Bitcoin Slips Under $69K as Iran-US Oil Shock Hits Crypto
Bitcoin slid below $69,000 on Thursday as escalating US-Iran tensions and a sharp oil spike fueled a risk-off move across markets. Brent crude jumped more than 5% to briefly trade near $108 per barrel before easing to around $105. Investors cited conflicting signals from Washington and Tehran over whether peace talks are ongoing, while reports of continued attacks involving Israel, Iran and Lebanon raised escalation concerns.
Bitcoin fell nearly 4% on the day, hitting a low near $68,500 and stabilizing around $68,900. The broader crypto market followed with broad-based selling: Ethereum dropped about 5% to around $2,050, Solana slid 5% to about $87, and XRP declined roughly 4% to around $1.36. Total crypto market capitalization fell about 3.3% to roughly $2.4 trillion, reflecting intensified macro risk.
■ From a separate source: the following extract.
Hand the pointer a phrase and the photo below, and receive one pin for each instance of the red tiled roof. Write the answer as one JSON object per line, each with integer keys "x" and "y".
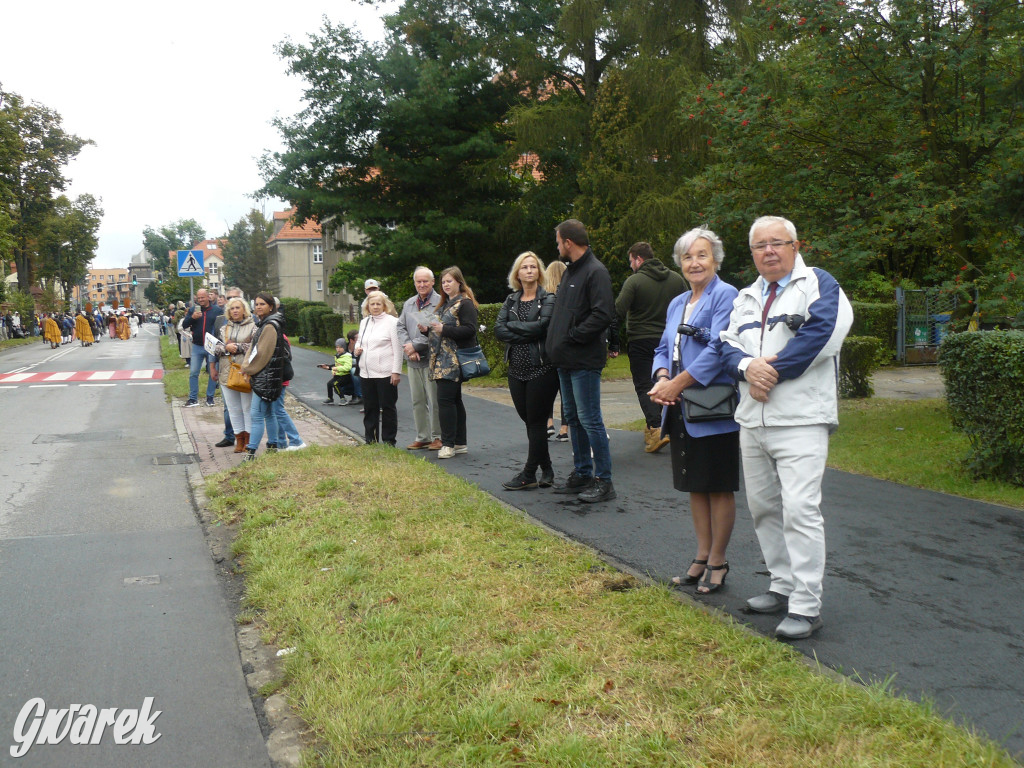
{"x": 308, "y": 229}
Traditional markets also weakened. The S&P 500 fell about 1% and the Nasdaq dropped about 1.45% by midday, as traders reduced exposure to risk assets amid lack of clear progress on de-escalation. Safe-haven signals were mixed: gold fell about 2.5% and silver dropped near 5%, extending recent downtrends. Crypto-related equities (including Robinhood, Coinbase, Circle and Strategy) fell roughly 4%–5%, underscoring crypto’s sensitivity to global risk sentiment.
Bearish
This is bearish because the selloff is driven by a macro risk-off impulse tied to geopolitical uncertainty. The article highlights conflicting US-Iran signals about peace talks and continued regional attacks, which pushed oil higher and spilled into crypto and broader equities.
For traders, Bitcoin under $69K signals near-term downside momentum and increased likelihood of further volatility. Similar “geopolitics + energy spike” episodes in the past have often led to short-term deleveraging: crypto traded like a high-beta risk asset, with correlation to Nasdaq/S&P rising during stress.
In the short term, watch for continued weakness in BTC and spillover to ETH/SOL/XRP as long as oil remains elevated and de-escalation headlines stay unclear. In the long run, if the market eventually reprices the conflict (or credible de-escalation emerges), sentiment could stabilize and allow a technical bounce. But with gold also falling here, the signal points to broad risk reduction rather than a clean safe-haven rotation.